What is the problem that is being solved?

The Message Passing Interface (MPI) is a spec for a stdlib for message passing (useful for parallel computing) which has many implementations for different hardware (think different supercomputers). Because of this tight coupling, which is needed to ensure performance, these implementations are not portable, and a lot of duplicated effort goes into creating them for new hardware. There is a need for an implementation which is both portable and performant.

What are the key results?

The authors present MPICH, a portable and performant implementation of MPI. MPICH groups processes in contexts and allows them to use a communicator to send messages to each other. These processes can be mapped anywhere in the parallel ecosystem - same processor or different machine altogether.

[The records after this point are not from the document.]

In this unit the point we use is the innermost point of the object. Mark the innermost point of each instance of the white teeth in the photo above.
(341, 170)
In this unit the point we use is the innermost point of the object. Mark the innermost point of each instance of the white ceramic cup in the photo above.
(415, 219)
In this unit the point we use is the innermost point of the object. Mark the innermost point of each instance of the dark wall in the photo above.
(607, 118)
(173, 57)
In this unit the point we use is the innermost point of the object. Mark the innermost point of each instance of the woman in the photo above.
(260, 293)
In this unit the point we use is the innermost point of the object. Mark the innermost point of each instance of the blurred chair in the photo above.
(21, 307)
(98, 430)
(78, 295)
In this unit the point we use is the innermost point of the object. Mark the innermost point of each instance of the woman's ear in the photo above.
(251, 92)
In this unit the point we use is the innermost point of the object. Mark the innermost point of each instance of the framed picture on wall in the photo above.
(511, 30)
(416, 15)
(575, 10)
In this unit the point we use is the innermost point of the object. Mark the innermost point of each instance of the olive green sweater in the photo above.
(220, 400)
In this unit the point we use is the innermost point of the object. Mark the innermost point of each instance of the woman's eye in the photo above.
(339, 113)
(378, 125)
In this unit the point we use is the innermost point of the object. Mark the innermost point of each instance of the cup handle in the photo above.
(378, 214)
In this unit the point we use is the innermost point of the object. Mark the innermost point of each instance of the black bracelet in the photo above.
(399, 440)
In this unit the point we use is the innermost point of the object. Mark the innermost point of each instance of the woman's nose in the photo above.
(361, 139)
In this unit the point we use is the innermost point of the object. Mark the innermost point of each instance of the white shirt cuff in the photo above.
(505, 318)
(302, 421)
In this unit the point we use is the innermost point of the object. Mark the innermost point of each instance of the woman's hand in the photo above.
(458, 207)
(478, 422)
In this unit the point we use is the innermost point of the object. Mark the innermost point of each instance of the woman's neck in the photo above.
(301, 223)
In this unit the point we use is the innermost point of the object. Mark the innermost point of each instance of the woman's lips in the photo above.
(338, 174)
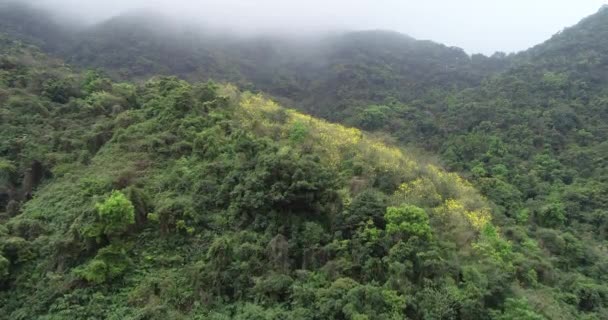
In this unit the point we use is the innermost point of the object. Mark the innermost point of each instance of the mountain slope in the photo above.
(177, 200)
(322, 72)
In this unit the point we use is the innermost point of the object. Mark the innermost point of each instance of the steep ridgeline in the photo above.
(320, 74)
(534, 141)
(170, 200)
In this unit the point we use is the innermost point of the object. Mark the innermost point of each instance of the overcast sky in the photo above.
(482, 26)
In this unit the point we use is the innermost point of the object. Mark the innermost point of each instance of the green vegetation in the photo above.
(173, 199)
(177, 200)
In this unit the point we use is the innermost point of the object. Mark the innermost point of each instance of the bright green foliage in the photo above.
(246, 210)
(109, 263)
(4, 268)
(407, 221)
(517, 309)
(116, 213)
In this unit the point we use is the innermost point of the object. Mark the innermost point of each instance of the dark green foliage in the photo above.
(228, 215)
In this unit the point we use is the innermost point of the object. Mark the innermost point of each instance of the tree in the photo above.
(406, 221)
(116, 214)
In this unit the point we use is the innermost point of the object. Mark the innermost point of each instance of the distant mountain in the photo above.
(326, 71)
(528, 131)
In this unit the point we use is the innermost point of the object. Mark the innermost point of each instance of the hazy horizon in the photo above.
(474, 25)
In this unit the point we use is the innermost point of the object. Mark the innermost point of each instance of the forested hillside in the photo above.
(162, 198)
(323, 73)
(176, 200)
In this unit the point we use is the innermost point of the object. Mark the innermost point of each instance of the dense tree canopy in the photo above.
(163, 198)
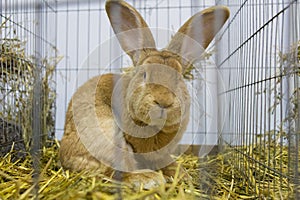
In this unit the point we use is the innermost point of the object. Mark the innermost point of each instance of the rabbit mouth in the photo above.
(158, 116)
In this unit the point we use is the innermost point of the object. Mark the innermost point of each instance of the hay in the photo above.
(17, 83)
(214, 177)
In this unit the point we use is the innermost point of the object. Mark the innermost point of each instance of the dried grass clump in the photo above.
(213, 177)
(17, 83)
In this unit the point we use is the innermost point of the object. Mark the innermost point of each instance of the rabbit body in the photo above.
(134, 121)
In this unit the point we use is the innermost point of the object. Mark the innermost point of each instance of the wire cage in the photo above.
(245, 95)
(28, 59)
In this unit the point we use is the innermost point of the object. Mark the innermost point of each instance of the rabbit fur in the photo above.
(133, 121)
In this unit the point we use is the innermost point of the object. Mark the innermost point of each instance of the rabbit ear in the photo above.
(132, 31)
(196, 34)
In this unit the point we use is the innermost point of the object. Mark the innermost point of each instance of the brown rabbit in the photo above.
(133, 121)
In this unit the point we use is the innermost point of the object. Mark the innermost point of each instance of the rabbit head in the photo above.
(156, 94)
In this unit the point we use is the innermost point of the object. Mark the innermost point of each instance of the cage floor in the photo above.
(213, 177)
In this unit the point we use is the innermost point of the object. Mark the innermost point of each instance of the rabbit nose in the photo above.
(162, 103)
(163, 97)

MPICH ships with testing libraries which are useful for benchmarking any MPI framework, and MPICH specifically performs well compared to existing frameworks.

To achieve portability, MPICH is built on top of an abstract device interface (ADI). The hardware specific part of the implementation abstracts the hardware to expose the ADI to the rest of MPICH, which can then be ported trivially to new hardware as long as an ADI is available for that hardware.

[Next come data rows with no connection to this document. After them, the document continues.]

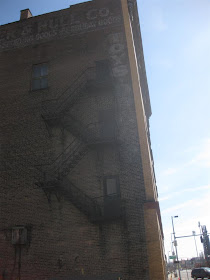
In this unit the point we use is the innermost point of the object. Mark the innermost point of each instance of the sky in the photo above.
(176, 42)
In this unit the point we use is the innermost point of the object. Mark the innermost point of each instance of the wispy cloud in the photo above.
(203, 157)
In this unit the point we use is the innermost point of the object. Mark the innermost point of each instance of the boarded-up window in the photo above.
(39, 76)
(107, 124)
(111, 185)
(102, 70)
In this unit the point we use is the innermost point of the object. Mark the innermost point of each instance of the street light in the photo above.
(175, 244)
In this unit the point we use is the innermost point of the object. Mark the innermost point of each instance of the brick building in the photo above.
(78, 193)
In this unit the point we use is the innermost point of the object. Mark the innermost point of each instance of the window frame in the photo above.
(40, 77)
(117, 185)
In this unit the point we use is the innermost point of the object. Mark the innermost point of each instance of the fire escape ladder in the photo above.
(56, 108)
(66, 161)
(81, 200)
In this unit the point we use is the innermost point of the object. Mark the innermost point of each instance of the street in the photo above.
(185, 275)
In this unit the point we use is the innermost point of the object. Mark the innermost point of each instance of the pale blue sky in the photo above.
(176, 40)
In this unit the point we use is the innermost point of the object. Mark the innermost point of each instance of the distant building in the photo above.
(78, 193)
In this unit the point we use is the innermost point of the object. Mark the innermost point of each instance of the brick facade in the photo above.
(61, 144)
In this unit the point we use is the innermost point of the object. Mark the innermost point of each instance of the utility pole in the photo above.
(175, 245)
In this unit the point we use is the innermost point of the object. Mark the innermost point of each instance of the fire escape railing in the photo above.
(56, 108)
(54, 175)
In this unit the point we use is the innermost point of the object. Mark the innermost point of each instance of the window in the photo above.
(107, 124)
(39, 76)
(111, 186)
(102, 70)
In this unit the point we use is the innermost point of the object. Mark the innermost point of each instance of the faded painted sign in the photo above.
(59, 24)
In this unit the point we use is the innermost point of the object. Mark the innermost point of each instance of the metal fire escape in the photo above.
(53, 177)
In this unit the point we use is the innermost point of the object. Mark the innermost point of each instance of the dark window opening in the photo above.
(39, 76)
(102, 70)
(107, 124)
(111, 186)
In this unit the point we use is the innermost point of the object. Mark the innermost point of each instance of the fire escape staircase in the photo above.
(54, 176)
(55, 109)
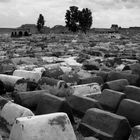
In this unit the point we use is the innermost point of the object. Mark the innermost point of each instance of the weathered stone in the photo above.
(104, 125)
(130, 109)
(103, 74)
(50, 104)
(53, 72)
(3, 101)
(54, 86)
(132, 92)
(29, 99)
(81, 104)
(93, 79)
(28, 75)
(9, 82)
(110, 99)
(135, 134)
(11, 111)
(54, 126)
(117, 85)
(132, 78)
(86, 89)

Perhaps most importantly, out of the numerous functions defined in the MPI spec, MPICH only implements a small subset of these on top of the ADI. This subset can then be used to implement every other function in the MPI spec. This strategy maximizes the amount of code reuse that can happen in MPICH through composition.

What are some of the limitations and how might this work be improved?

The limitations aren’t with the work per se but with the MPI model which gets complex very fast due to the low level abstraction it provides, and requires great expertise in the programming model to get right. In a distributed system built via MPI, issues such as fault tolerance and non-idempotency must be dealt with directly by the programmer for each new application, which adds a lot of overhead to even seemingly easy tasks on other frameworks such as Spark.

How might this work have long term impact?

MPICH has been used to program supercomputers, so in it’s specific domain it has had massive impact due to its focus on portability and performance.